Matallana was a member of the General Staff of the 2nd Infantry Brigade in Badajoz when the military rebellion of July 1936 against the Spanish Republican government occurred. Despite being a conservative and a practicing Catholic at the start of the conflict, he supported the Republican government during the Spanish Civil War. He was a member of General José Miaja's and worked under Lieutenant Colonel Vicente Rojo during the Battle of Madrid. His loyalty was doubted by the Popular Front government, so he was not appointed to any major commands until late April 1937, when he was appointed Chief of Staff of the Army of the Center. By the time of the Battle of Brunete in July 1937, he held the rank of colonel and served as Miaja's chief of staff. In April 1938, he was appointed Chief of Staff of the Army Group of the Central Region, again under Miaja. He was promoted to general in September 1938.

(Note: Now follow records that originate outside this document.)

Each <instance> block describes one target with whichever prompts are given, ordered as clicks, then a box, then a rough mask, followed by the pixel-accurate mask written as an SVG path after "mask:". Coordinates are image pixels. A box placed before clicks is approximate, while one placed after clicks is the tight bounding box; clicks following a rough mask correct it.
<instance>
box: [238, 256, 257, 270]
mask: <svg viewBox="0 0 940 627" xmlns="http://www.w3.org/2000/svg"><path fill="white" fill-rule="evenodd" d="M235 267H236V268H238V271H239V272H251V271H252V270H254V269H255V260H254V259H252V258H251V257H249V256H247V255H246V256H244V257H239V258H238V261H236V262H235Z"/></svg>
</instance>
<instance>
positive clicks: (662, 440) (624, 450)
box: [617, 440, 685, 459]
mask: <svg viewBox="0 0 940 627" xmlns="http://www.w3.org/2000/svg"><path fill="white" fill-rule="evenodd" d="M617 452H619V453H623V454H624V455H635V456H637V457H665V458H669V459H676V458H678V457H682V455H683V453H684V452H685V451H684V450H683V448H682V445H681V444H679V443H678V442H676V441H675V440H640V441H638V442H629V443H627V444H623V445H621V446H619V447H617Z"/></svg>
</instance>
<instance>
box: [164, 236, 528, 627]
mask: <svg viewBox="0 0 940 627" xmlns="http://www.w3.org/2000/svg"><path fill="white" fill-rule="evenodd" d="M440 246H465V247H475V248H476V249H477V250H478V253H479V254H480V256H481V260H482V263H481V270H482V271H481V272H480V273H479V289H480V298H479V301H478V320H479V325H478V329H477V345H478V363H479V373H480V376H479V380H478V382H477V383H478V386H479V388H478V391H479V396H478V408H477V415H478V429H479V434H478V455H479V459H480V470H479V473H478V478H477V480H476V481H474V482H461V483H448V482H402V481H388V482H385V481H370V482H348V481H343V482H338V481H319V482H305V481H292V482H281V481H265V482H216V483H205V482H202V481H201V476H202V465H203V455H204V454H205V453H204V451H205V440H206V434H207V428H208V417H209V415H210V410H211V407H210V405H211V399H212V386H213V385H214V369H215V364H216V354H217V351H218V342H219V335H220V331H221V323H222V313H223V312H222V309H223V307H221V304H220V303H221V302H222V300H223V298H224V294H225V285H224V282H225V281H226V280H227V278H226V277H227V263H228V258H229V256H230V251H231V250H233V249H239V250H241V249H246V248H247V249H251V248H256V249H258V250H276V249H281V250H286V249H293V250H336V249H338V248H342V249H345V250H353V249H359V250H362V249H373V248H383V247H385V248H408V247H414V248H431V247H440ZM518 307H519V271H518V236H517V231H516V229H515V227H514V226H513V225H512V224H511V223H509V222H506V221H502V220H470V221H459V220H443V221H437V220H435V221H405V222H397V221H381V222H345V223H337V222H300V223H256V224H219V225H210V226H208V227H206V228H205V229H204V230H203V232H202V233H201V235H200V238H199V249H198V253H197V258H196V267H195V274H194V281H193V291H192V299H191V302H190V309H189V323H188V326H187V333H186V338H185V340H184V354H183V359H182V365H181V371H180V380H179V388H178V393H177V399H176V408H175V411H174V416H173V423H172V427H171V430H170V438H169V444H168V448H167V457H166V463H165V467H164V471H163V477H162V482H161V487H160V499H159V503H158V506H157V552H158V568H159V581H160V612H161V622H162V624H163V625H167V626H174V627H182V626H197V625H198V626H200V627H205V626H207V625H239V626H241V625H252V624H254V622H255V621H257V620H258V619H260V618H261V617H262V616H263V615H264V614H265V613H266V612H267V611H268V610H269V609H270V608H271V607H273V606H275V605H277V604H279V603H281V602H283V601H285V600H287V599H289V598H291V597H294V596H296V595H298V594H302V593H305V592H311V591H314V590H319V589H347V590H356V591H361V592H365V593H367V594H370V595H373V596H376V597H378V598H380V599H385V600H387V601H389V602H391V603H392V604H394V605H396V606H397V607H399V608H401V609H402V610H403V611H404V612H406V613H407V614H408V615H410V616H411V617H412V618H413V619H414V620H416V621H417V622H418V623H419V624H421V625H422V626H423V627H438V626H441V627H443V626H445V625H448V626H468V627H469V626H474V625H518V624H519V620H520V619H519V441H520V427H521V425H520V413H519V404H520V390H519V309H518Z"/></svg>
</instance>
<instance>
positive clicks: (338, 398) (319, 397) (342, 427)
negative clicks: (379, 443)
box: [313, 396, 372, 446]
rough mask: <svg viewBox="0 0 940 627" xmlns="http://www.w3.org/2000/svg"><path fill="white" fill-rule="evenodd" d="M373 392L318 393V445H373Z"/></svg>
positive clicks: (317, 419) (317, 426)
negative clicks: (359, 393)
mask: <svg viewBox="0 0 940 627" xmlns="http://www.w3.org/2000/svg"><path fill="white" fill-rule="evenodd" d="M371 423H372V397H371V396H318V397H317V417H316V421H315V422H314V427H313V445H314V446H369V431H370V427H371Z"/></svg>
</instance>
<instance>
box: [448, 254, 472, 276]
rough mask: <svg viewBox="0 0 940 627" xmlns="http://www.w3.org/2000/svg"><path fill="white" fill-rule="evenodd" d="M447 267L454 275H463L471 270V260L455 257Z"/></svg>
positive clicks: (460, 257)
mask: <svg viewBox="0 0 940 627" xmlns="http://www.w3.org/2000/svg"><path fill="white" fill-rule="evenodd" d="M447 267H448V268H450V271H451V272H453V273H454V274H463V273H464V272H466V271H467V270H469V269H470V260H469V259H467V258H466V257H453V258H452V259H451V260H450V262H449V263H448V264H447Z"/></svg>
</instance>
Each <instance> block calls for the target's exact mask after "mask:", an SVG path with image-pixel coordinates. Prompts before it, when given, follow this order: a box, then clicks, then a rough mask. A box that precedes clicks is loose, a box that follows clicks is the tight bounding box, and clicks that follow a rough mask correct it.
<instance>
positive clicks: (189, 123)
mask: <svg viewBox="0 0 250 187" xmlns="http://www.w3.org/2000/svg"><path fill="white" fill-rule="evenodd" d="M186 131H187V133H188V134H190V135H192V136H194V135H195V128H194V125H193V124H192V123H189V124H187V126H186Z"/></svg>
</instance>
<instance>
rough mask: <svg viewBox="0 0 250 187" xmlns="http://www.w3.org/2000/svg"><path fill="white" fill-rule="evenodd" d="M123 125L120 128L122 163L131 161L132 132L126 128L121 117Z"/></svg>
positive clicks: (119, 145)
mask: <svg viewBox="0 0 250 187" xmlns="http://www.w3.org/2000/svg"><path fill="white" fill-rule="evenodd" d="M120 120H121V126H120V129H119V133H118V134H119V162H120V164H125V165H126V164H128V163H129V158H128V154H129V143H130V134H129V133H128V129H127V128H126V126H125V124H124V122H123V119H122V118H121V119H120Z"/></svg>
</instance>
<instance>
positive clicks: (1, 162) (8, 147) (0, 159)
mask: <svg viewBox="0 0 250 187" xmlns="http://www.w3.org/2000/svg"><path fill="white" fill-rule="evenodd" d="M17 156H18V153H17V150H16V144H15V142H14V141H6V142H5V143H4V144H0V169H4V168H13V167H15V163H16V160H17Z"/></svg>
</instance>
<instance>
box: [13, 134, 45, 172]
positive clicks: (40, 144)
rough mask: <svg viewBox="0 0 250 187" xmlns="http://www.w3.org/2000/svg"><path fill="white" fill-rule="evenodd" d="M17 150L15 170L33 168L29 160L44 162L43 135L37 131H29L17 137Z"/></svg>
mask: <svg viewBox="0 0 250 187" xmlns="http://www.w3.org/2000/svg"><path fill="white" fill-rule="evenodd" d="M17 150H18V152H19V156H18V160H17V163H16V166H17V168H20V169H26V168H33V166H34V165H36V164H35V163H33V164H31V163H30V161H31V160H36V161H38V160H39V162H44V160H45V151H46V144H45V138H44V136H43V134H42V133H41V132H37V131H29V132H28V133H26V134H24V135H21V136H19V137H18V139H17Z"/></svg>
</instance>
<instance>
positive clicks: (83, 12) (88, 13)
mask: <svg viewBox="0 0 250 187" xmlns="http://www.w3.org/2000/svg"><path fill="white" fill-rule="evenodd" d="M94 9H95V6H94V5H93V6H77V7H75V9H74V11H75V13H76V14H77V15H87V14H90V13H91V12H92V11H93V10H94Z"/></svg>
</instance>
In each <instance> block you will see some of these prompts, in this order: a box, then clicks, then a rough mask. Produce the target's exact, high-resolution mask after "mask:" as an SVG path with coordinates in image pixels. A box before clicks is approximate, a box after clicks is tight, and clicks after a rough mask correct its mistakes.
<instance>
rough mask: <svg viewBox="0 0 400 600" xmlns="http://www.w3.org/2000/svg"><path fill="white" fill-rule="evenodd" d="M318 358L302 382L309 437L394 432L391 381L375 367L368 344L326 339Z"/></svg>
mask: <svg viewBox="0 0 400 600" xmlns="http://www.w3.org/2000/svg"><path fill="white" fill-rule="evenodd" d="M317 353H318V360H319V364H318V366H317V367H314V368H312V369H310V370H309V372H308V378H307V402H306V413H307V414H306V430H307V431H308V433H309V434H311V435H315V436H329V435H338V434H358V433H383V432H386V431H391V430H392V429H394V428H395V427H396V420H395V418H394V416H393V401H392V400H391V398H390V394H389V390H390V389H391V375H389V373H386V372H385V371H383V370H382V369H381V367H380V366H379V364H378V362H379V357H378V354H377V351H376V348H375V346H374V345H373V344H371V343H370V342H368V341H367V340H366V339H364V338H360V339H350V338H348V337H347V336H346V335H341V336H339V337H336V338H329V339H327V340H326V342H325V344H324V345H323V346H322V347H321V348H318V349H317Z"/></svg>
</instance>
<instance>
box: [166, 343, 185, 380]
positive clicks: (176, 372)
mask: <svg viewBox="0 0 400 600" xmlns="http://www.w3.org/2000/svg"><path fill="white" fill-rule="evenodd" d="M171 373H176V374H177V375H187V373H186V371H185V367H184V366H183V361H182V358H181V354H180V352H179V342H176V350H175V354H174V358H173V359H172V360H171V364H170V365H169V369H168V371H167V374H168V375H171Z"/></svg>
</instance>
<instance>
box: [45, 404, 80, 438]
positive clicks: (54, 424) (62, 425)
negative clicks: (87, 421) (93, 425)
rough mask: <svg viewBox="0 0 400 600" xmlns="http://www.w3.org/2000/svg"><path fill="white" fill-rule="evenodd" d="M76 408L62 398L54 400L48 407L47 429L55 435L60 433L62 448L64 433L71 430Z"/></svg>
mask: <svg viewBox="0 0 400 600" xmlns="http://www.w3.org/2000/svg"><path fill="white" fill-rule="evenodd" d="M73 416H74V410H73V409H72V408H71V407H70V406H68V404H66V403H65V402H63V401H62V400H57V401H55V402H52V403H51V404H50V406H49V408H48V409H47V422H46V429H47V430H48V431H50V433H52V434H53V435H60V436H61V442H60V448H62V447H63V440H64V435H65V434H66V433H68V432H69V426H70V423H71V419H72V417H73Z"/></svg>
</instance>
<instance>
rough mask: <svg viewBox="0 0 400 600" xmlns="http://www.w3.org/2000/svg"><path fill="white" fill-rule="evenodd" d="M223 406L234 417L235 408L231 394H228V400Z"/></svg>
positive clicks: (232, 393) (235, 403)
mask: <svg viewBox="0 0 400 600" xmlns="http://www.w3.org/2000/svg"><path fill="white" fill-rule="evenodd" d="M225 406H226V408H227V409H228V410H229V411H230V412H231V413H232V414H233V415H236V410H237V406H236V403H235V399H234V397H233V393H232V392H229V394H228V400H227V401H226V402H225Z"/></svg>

By late 1937, Matallana was passing information to the Nationalists. The possibility that Matallana was covertly working for the Nationalists from the beginning of the civil war has also been considered. Matallana claimed during his trial after the war that he had been assisting the Nationalists from early on in the conflict; he stated that he had passed information to the rebels through his brother Alberto, who was a lieutenant colonel in the Civil Guard, and that he had deliberately sabotaged several Republican offensives. He was responsible for the execution of Rojo's plans for the failed Republican offensive in Extremadura in January 1939, which raised more suspicion about his conduct. In February 1939, he said to Prime Minister Juan Negrín that it was impossible to continue the war and in March 1939 he joined Casado's coup against the Negrín government. He sent a map and a report about the positions of major Republican units. After the end of the war, he was detained by the Nationalists. Several important members of the Fifth Column and the Francoist intelligence service testified on his behalf, but he was nevertheless tried and sentenced to thirty years' imprisonment. Within a year, his sentence had been commuted to twelve years for his services to the Nationalists during the war. He was granted parole on 30 May 1941 and pardoned on June 6, although he was still subject to the additional penalties. His efforts to resume service in the army were unsuccessful, and he suffered financial problems before finding work at a construction company. He died in Madrid in 1952.